The main advantage of trading using opposite Smith Nephew and Medtronic PLC positions is that it hedges away some unsystematic risk. Because of two separate transactions, even if Smith Nephew position performs unexpectedly, Medtronic PLC can make up some of the losses. Pair trading also minimizes risk from directional movements in the market. For example, if an entire industry or sector drops because of unexpected headlines, the short position in Medtronic PLC will offset losses from the drop in Medtronic PLC's long position.

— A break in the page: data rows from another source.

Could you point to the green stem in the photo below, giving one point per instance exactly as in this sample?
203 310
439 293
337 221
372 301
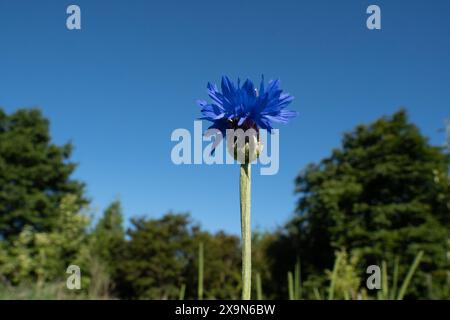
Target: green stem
244 189
200 271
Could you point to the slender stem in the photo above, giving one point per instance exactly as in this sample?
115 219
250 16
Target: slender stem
244 189
200 271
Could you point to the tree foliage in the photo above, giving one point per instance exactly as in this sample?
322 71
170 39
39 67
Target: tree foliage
34 174
383 194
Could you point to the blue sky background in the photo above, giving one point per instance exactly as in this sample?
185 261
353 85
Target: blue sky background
118 87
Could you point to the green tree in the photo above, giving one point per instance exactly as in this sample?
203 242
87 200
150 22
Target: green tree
108 235
34 174
222 273
106 244
155 257
384 193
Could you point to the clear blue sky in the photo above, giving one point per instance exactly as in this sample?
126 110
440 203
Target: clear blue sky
118 87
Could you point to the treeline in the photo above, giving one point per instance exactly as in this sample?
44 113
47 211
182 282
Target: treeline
379 199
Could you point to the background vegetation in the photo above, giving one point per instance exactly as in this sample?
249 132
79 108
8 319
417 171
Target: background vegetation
381 198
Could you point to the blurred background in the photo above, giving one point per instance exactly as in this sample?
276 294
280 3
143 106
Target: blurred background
86 176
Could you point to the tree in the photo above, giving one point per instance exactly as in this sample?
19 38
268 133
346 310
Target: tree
383 194
106 244
155 257
222 273
34 174
109 235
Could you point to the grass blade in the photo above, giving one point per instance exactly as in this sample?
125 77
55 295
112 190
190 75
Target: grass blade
407 280
259 295
200 271
291 286
337 262
182 292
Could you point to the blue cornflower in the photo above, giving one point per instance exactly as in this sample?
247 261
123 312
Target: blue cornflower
245 107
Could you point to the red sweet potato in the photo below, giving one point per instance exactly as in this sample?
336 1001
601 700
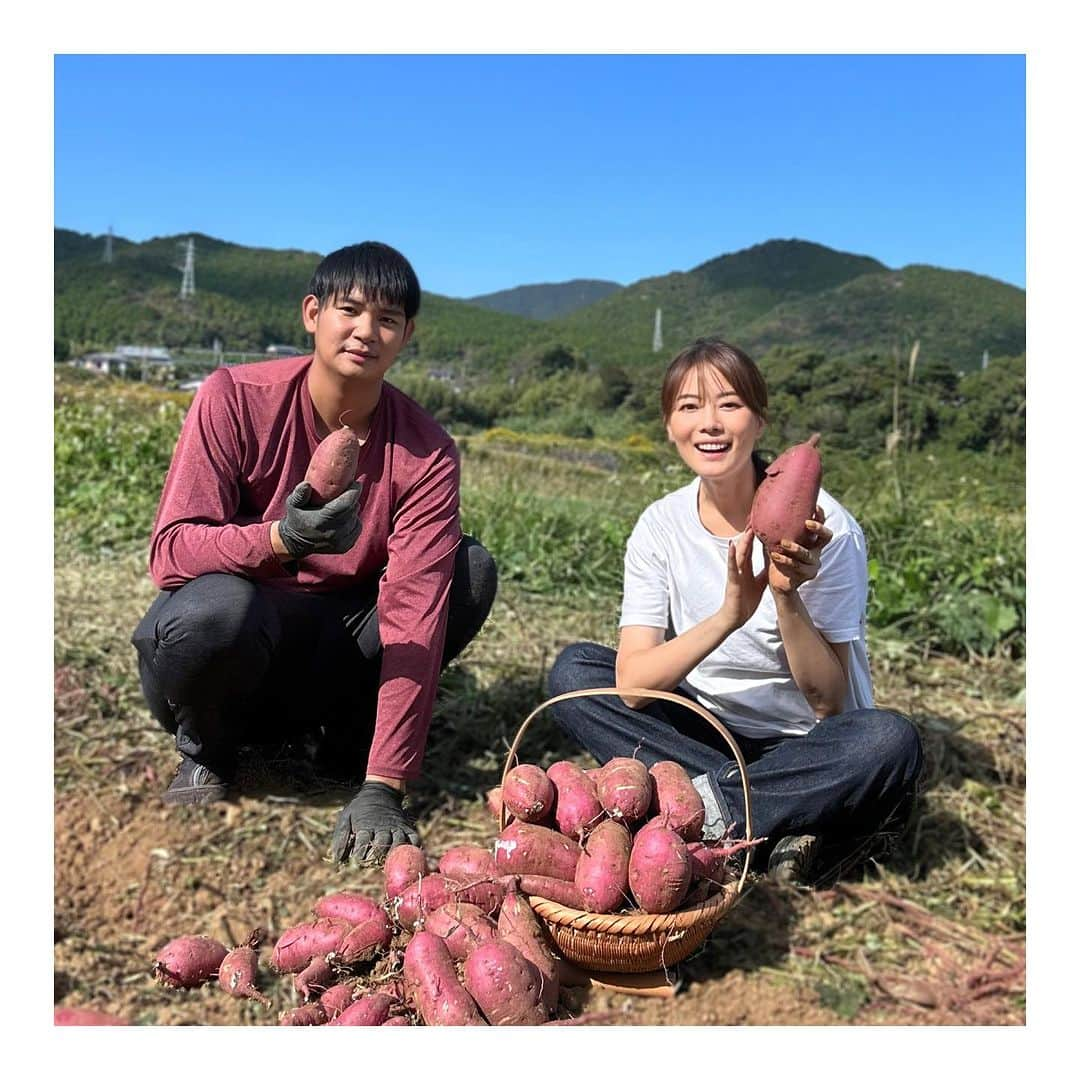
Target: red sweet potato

The idea behind Smith Nephew SNATS and Medtronic PLC pairs trading is to make the combined position market-neutral, meaning the overall market's direction will not affect its win or loss (or potential downside or upside). This can be achieved by designing a pairs trade with two highly correlated stocks or equities that operate in a similar space or sector, making it possible to obtain profits through simple and relatively low-risk investment.
Check out your portfolio center.
Note that this page's information should be used as a complementary analysis to find the right mix of equity instruments to add to your existing portfolios or create a brand new portfolio. You can also try the Headlines Timeline module to stay connected to all market stories and filter out noise. Drill down to analyze hype elasticity.